Казалось, этот старик в силу долгой привычки даже наедине с самим собой, даже на молитве перед Богом разучился быть простым и естественным. И это притворство, неразлучное с князем, уже не резало окружающим ни ушей, ни глаз.
– Ишь, ишь, зардел даже, что твоя красная девица!.. Ротмистр… гвардеец, кавалерист!.. Ха-ха-ха-ха… ха-ха… Ничего… Это тоже нравится… Это любят… Красней, красней… вреда не станет от того… Ну, толкуй, что нового? Где был? Кого видел? Исповедуйся, мой свет. Докладывай по начальству…
Ротмистр Платон Зубов, подняв скромно опущенные глаза и подобострастно глядя прямо в лицо князю, заговорил вкрадчивым, тихим, но внятным голосом:
– Нынче Господь счастье послал, ваше сиятельство! Раненько утром случайно повстречаться довелось… Как на первую прогулку выйти изволила…
– Случайно?! Ха-ха-ха… ха-ха! Со мной, брат, не финти. Со мной начистоту надо… Далее! Был замечен?
– Помог Господь, ваше сиятельство! Я будто по караулу шёл… Увидал издали, остановился, салютую… Собачка одна ко мне кинулась. Я приласкал. Тут и узнан был. Изволила головой ласково кивнуть… И далее проследовала… Я не осмелился ближе. Очень в задумчивости пребывает, видно…

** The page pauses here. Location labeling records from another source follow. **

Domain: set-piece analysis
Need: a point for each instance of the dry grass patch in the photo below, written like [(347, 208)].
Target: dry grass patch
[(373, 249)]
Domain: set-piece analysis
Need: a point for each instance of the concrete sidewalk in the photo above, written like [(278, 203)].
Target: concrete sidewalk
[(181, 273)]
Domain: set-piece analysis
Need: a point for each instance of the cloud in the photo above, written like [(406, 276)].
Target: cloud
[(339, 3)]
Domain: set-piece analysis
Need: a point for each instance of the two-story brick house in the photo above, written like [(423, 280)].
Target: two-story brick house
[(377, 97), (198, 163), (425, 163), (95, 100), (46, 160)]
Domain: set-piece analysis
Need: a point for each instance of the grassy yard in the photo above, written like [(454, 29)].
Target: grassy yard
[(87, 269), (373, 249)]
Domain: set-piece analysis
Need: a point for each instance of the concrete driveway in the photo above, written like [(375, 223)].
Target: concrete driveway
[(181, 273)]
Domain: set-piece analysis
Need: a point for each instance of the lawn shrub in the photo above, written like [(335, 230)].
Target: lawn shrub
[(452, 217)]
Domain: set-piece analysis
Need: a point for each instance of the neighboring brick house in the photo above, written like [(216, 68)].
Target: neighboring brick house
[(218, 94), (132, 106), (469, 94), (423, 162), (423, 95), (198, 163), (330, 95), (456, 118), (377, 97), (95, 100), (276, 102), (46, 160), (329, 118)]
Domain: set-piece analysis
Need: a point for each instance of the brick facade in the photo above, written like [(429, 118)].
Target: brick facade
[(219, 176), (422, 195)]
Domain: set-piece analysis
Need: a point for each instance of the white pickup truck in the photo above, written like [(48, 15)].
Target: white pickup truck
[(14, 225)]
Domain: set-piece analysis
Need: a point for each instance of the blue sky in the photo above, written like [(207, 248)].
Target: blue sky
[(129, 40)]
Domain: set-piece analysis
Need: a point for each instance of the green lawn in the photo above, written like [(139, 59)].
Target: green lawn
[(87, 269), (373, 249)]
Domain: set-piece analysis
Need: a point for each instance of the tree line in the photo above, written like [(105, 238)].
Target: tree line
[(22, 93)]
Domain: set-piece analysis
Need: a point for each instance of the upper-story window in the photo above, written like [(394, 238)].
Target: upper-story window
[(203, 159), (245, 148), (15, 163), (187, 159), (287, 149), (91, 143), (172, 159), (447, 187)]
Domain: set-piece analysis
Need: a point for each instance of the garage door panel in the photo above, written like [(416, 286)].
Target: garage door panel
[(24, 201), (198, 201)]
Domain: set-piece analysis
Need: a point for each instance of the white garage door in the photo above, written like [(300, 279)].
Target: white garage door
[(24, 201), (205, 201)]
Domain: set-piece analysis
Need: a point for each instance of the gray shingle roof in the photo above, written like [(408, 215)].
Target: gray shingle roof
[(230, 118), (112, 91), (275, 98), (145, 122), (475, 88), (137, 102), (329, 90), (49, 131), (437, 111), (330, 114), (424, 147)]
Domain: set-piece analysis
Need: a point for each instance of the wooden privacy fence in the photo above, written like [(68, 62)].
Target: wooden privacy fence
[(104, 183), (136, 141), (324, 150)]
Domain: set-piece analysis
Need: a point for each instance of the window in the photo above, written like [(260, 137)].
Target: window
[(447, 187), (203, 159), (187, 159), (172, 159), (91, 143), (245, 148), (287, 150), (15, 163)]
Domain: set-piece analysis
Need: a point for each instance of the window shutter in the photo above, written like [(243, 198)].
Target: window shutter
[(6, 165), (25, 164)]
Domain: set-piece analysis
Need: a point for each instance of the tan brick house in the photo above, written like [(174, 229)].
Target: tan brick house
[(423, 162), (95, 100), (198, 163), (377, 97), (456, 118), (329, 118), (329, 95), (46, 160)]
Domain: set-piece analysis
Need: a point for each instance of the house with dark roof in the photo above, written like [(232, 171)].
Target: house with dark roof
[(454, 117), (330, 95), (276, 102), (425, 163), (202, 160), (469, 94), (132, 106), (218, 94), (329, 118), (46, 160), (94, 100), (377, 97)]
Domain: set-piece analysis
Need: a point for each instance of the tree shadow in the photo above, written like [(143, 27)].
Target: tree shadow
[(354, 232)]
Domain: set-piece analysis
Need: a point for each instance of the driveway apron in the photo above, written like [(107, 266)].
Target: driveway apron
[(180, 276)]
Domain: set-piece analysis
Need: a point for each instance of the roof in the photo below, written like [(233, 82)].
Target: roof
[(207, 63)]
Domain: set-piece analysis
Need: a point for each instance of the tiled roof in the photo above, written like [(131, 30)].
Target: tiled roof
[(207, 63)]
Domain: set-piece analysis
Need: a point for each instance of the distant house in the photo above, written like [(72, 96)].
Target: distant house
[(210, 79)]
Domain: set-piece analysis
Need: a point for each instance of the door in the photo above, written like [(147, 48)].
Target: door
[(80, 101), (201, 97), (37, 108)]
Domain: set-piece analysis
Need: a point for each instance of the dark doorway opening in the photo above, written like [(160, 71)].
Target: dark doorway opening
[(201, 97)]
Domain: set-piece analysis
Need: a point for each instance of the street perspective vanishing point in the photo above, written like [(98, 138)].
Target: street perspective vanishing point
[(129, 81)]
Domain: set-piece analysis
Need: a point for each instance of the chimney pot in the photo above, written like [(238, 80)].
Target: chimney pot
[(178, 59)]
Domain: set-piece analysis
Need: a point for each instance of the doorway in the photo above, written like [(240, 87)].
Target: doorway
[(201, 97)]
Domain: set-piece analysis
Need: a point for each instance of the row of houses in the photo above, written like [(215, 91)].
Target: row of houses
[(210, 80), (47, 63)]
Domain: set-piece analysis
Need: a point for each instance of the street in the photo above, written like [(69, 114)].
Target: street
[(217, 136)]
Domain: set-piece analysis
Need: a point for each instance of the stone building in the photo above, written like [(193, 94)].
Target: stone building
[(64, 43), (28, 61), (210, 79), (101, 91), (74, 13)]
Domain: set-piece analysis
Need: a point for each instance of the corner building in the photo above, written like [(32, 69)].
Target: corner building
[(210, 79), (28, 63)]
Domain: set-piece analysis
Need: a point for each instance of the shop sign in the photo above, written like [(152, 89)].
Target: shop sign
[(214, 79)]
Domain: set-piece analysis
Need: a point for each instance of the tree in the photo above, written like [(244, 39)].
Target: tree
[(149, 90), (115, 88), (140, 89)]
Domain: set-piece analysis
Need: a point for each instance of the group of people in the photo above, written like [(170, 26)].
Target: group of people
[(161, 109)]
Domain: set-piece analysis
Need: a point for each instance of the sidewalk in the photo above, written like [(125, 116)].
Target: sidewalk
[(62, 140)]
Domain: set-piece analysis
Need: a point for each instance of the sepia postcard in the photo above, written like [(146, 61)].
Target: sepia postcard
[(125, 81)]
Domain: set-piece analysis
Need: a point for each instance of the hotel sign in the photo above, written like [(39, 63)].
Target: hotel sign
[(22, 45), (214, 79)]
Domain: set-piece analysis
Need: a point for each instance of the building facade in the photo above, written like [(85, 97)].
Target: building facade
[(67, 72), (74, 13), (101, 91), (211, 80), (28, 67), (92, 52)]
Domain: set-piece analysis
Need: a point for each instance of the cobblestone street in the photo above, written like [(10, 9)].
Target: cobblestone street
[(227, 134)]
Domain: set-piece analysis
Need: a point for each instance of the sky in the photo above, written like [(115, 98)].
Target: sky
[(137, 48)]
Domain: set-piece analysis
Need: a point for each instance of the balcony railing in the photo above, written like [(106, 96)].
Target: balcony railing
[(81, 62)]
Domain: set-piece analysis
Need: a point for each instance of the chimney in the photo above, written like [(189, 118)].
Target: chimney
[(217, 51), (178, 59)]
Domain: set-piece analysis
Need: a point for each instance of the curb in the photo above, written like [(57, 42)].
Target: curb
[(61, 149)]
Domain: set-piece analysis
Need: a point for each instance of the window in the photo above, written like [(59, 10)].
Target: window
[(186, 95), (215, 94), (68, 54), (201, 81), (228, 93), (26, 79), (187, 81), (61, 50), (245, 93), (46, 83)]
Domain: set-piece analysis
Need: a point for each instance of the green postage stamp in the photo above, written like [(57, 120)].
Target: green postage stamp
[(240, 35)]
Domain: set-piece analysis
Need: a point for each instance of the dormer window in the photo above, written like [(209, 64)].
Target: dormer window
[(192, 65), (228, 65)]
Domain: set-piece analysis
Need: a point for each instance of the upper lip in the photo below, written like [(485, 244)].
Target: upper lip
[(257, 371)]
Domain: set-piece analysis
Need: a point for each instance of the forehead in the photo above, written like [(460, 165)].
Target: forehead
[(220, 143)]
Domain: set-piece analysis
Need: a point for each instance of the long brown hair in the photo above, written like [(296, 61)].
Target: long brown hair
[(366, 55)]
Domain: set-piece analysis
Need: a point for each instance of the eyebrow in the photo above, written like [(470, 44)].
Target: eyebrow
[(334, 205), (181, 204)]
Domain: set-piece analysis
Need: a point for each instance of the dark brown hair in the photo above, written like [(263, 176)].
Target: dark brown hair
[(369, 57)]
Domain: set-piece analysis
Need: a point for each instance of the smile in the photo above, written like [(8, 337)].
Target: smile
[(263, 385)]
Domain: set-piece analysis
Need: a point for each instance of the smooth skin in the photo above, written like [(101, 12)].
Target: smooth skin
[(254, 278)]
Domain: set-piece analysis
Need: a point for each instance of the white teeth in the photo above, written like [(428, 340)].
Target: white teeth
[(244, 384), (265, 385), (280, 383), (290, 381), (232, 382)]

– Задумаешься!.. Этот «Кафтан красный», как она его называет, совсем истрепался со своей Щербатовой. От него ей, голубушке нашей, ни тепло, ни холодно… А ещё ревновать смеет её, голубушку бедную… Собака на сене, ей-ей! И взглянуть ей не даёт ни на кого!.. Есть тут преображенец отставной, секунд-майор Казаринов. Известен давно государыне… Красивый мужчина. О нём тоже многие хлопочут. Особливо «потёмкинцы». Заметь это… Вот и захотел граф Брюс поджечь Мамону нашего[102]… Торговал тот у графа именьишко, да остановился. Проведал, что не стоит покупать, крестьянишки разорены… А Брюсу сбыть охота. Он и спросил на днях: «Что ж, граф, покупаете, нет ли? Другой охотник есть». – «Продавайте! – говорит Мамона. – А кто торгует?» – «Казаринов…» Как услыхал мой Александр Матвеич, побледнел… голос у него отнялся. Еле слышно выговорил: «Да ведь у Казаринова у этого… и нет ничего… Откуда у него триста тысяч… такая изрядная сумма возьмётся?» И на государыню глядит, словно пробуравить её хочет глазами. А она, матушка, таково-то спокойно… и отвечает: «Разве один Казаринов на свете?.. Может, и купит совсем не тот… на кого ты думаешь?» А Брюс и затакал. «Да, – говорит, – секретарь отставной из Военной коллегии купить собирается». Понял? Да ещё Милорадовича, тебе ведомого, тот же Безбородко, как родню свою, сватает… сватает… да курляндец Менгден… да ещё есть… Видишь, целый бой идёт…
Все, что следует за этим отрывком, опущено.